The following is a transcript of the NY Times article written by Irving Speigel in 1967

March 28, 1967

Hitler Aide Uses a Double, Wiesenthal Reports

Simon Wiesenthal, who has tracked down 1,000 Nazi war criminals, including Adolf Eichmann, said yesterday that Martin Bormann, Hitler’s deputy, was still at large and utilized “a double”.

“Bormann,” Mr. Wiesenthal said, “travels freely through Chile, Paraguay and Brazil. He had a strong organization dedicated to aiding other Nazi war criminals to evade authorities.”
Mr. Wiesenthal, said that Bormann “uses five or six names . . . he has many friends, money.

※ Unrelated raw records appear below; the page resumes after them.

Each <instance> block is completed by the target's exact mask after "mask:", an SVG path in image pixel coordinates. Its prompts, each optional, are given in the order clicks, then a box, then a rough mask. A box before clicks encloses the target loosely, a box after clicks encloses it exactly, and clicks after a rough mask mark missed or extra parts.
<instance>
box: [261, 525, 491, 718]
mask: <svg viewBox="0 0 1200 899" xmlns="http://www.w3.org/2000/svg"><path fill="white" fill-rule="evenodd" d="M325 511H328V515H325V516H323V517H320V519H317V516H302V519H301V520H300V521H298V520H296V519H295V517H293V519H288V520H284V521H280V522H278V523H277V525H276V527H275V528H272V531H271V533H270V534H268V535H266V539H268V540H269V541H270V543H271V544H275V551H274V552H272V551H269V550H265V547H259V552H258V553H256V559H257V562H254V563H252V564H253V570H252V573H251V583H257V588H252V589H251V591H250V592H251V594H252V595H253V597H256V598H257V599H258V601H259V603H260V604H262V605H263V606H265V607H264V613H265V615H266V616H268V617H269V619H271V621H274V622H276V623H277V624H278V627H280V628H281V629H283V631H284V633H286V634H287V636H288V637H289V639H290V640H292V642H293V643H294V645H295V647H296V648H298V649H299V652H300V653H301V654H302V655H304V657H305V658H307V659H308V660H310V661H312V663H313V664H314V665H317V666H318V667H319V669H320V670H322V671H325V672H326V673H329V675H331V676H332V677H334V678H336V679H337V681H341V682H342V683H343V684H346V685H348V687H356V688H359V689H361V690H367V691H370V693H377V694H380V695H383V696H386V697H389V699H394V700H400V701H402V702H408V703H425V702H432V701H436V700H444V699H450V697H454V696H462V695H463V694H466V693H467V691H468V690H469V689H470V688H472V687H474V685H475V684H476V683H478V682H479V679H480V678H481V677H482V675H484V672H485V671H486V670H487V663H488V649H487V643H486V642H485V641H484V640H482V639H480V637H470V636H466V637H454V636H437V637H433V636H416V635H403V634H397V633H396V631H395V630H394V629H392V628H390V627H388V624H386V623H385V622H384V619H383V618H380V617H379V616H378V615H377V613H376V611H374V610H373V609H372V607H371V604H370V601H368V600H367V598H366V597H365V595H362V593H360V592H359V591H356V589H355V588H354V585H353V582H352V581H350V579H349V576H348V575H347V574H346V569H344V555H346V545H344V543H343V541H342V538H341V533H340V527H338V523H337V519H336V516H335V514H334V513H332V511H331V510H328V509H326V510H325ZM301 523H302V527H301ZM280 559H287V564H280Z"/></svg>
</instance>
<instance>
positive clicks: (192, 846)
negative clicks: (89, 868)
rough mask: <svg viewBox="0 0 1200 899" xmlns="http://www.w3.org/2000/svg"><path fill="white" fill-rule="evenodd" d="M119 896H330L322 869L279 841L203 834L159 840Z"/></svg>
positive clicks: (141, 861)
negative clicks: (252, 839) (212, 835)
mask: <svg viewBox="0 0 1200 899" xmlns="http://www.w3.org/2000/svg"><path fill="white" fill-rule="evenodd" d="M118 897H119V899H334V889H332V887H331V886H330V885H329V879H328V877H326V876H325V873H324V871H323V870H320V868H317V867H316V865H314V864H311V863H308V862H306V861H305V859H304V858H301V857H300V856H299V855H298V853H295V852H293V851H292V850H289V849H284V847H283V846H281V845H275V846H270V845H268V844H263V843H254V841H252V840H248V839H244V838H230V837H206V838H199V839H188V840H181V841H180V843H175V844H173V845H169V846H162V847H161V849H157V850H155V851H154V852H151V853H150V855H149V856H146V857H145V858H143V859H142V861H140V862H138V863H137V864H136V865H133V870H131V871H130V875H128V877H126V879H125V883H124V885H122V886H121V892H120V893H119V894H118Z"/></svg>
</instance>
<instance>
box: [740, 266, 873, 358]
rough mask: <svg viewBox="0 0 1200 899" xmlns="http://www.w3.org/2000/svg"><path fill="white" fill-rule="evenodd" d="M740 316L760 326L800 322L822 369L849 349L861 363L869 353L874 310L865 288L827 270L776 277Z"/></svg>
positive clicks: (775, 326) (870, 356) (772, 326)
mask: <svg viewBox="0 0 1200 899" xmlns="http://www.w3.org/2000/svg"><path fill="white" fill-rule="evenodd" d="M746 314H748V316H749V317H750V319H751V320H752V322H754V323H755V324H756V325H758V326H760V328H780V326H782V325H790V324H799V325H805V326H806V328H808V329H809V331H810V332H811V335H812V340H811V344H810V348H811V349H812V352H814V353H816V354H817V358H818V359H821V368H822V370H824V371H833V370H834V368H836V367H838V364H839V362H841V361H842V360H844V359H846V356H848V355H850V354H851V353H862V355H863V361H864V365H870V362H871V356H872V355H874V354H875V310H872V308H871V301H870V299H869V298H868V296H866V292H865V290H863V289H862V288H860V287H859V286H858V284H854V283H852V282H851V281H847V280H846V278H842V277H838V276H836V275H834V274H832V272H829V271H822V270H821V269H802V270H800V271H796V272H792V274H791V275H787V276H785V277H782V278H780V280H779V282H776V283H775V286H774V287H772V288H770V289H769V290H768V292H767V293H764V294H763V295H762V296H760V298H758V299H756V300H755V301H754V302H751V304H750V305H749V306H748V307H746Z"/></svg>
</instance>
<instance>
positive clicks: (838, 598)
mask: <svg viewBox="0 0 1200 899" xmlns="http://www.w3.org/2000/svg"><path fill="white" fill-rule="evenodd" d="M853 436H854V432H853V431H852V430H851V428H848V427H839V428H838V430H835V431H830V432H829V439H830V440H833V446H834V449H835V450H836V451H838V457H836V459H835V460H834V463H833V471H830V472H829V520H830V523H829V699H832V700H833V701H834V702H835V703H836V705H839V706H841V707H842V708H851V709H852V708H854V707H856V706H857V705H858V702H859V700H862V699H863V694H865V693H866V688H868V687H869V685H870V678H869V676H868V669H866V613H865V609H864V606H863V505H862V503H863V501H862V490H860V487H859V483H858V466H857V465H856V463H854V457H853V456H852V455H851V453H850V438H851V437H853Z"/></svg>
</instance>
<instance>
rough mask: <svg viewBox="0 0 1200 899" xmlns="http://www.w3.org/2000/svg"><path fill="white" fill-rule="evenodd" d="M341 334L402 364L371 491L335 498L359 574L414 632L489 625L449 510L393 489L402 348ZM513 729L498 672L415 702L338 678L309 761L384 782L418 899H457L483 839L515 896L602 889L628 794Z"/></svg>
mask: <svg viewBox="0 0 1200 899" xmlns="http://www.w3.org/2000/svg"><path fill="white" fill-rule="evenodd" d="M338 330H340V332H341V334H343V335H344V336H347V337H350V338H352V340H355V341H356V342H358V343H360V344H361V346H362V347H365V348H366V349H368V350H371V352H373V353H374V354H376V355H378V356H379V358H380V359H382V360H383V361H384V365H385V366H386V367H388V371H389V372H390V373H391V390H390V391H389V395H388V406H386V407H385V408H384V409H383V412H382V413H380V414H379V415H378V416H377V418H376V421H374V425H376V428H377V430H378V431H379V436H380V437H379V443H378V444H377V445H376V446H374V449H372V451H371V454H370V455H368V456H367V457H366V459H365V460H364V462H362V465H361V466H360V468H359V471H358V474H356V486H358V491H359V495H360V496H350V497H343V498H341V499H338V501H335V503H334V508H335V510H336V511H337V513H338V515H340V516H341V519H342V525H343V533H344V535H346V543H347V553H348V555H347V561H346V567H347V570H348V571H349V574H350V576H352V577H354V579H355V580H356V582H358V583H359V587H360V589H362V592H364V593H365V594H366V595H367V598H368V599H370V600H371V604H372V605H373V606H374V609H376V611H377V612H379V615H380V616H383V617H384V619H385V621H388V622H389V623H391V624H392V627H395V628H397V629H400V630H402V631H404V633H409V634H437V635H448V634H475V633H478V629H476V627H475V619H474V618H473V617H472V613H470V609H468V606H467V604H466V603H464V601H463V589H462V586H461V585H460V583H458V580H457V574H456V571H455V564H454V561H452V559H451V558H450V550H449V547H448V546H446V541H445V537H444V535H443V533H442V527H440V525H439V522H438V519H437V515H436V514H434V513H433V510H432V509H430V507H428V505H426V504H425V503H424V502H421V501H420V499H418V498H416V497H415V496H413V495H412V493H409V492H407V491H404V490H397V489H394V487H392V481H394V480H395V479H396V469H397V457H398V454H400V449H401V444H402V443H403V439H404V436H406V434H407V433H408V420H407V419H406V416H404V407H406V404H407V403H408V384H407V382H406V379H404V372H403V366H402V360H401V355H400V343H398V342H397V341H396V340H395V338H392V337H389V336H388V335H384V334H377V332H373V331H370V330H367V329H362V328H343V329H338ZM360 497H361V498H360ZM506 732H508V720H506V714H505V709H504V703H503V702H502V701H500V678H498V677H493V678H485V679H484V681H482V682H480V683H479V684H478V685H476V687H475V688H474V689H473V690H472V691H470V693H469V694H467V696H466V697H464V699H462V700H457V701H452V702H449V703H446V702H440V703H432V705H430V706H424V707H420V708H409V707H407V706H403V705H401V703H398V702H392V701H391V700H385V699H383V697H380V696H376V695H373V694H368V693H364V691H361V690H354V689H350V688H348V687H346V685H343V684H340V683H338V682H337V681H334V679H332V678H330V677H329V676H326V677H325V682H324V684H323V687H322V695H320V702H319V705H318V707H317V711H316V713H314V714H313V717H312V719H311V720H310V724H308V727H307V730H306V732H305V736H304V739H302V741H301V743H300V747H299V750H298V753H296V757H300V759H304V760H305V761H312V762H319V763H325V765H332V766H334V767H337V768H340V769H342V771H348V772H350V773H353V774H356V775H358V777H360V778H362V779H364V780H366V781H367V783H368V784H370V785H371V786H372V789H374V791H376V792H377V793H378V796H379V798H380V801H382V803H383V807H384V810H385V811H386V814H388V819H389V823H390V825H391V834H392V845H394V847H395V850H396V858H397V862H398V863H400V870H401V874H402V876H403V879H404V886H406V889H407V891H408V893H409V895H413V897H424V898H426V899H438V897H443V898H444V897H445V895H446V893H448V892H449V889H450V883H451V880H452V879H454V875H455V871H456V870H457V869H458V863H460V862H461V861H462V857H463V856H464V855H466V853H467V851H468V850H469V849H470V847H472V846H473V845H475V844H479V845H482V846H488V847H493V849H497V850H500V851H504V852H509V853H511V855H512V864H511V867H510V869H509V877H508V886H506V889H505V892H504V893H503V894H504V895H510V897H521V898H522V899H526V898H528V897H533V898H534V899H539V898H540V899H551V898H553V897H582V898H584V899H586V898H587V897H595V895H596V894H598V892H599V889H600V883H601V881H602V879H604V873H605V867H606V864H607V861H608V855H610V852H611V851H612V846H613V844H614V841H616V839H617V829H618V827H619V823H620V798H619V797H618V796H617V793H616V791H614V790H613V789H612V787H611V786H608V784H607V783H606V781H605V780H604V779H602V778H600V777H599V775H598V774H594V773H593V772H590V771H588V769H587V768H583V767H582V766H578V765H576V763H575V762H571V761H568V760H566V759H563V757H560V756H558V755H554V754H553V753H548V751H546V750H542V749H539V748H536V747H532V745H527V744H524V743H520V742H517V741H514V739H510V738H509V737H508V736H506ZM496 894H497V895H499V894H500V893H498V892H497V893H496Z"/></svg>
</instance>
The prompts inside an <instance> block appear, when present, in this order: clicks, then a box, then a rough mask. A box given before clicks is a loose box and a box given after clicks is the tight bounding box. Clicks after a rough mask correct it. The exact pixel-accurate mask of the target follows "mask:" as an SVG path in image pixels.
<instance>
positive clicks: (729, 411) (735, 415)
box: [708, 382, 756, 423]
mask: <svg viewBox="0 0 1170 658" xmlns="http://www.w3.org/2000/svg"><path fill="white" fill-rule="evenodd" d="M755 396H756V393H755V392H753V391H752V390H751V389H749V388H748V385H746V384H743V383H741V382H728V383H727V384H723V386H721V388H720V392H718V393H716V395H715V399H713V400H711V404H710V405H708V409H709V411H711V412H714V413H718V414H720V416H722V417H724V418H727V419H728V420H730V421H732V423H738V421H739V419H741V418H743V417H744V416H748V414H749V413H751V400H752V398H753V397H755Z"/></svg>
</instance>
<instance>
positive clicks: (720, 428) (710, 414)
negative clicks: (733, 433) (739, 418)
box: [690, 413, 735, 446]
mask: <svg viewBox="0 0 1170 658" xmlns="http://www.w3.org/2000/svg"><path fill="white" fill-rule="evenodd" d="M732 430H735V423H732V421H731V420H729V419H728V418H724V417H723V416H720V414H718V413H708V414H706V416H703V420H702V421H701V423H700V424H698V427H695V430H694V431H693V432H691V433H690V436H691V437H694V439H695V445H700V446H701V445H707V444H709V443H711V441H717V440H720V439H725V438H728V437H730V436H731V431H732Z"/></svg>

I get reports on him simultaneously from two places too far apart to let there be just one man.”
Among those Nazi criminals still at large, whose whereabouts he does not know, Mr. Wiesenthal said, are Heinrich Mueller, chief of the Gestapo, and Richard Gluecks, head of the concentration camps.

Mr. Wiesenthal’s chief interest right now is the apprehension of Bormann, Mueller and Gluecks.

At a news conference at the offices of the Anti-Defamation league of B’nal B’rith, 315 Lexington Avenue, Mr. Wiesenthal said there might be as many as 16,000 Nazi war criminals still living either openly or in hiding in various parts of the world.


The 58-year-old Mr. Wiesenthal, once an architect in his native Poland, is visiting the United States in connection with his book, “The Murderers Among Us.” It will be published this week by McGraw-Hill. The book was edited by Joseph Wechsberg. This is Mr. Wiesenthal’s first trip here.

Not Motivated by Revenge
Mr. Wiesenthal said his job of tracking down Nazi criminals was not motivated by revenge. He performed his work “to seek justice for those six million Jewish men, women and children who died in the Nazi death camps.”
This task has occupied him with an almost around-the-clock devotion since his release from the Mauthausen concentration camp in 1945 by the United States Army.

He said he had a personal list of more than 22,000 war criminals in his Jewish Documentation Centre in Vienna. The centre is supported by modest contributions from Jews. he has a staff of 16.

Mr. Wiesenthal was asked if there was any difference between a major and a small time Nazi criminal. He said: “To my mind the Nazi who shoots two children without an order is worse than someone who kills 300 on command.”